I made several efforts to contact fritz but he is no longer
communicating, and to set up Github integrations with Docker and Travis
CI I need admin access. Which I don't have. So I'm moving it to my own
and aiming the old one at me.
Someone reported a bug where the .png input to unpaper ended up being
type 'P' (palette) for some reason, which was not supported in unpaper.
Not sure how it happened, but seemed easier to fix by explicitly
supporting. Here we use png256 if it would capture all colors in the
input file. It's up to tesseract/reportlab to make use of the palette
PNG when rendering.
debian and ubuntu both install unpaper 0.4.2 or so. No .deb packages
available at higher version numbers although ArchLinux had something.
Considered making a separate image to handle building and install but
decided that was a premature optimization at this point, so just build
the unpaper that works. All tests pass.
Switched from Ubuntu to debian:stretch because stretch has more recent
versions of our binary packages and starts smaller. In particular,
stretch has both pillow==2.9.0 and reportlab==3.2.0 available as system
packages which saves the considerable hassle of install a toolchain.
Instead, a pyvenv is set up with access to system's site-packages (note:
needs two steps), making the binary-dependent packages available. Then
the remaining packages are installed into the pyvenv with --no-cache-dir
to avoid saving files. And there we are.
Image is still very large (>500 MB), but programs like reportlab require
font rendering capabilities so they pull in large portions of the Linux
graphics stack. Not much will shrink that.

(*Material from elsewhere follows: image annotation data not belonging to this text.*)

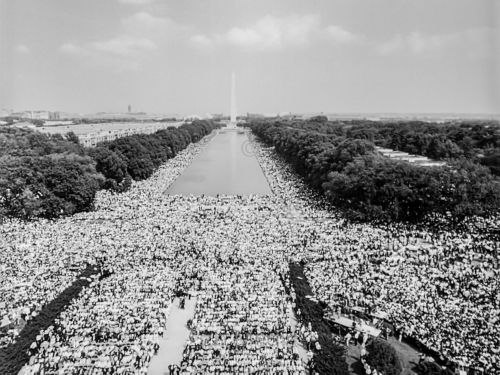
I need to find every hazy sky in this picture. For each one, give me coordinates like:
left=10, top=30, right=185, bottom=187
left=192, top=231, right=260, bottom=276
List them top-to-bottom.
left=0, top=0, right=500, bottom=114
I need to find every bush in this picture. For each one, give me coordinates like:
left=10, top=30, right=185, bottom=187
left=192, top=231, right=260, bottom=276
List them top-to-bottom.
left=366, top=339, right=402, bottom=375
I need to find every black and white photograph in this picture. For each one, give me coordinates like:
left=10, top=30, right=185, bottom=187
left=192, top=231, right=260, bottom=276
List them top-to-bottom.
left=0, top=0, right=500, bottom=375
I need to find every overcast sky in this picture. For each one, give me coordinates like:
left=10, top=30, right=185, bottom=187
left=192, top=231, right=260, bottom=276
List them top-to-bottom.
left=0, top=0, right=500, bottom=114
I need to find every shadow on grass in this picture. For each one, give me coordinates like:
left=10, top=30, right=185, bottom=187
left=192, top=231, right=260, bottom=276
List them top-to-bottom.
left=285, top=263, right=349, bottom=375
left=0, top=265, right=110, bottom=375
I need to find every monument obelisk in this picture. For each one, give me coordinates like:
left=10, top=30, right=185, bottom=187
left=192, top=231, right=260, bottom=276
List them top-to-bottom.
left=229, top=72, right=236, bottom=128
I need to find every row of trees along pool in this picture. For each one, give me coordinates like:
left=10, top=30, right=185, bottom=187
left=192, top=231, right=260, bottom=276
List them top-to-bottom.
left=246, top=116, right=500, bottom=221
left=0, top=120, right=220, bottom=220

fileinput is supposed to save time in these cases but it's not capable
of doing both in-place rewrites and working with a non-ascii encoding.
This was not noticed until characters outside of ASCII were picked up
by tesseract and saved in a HOCR file. Rework some surrounding code as
well and add multilingual test cases.
Far from being fluffy or friendly, Pillow silently allows installation
of itself without support for major image types. Reportlab calls for
pillow 2.4.0. On Ubuntu 14.04 LTS this will trigger an upgrade of
pillow that will be built without JPEG or ZLIB so it is effectively
neutered, and unfortunately Pillow will not detect this situation at
install time and guide users to a resolution. Instead, you see nasty
stack traces.
So add a run-time check to ensure that Pillow is sane and capable of JPEG
and PNG support since both may be used internally.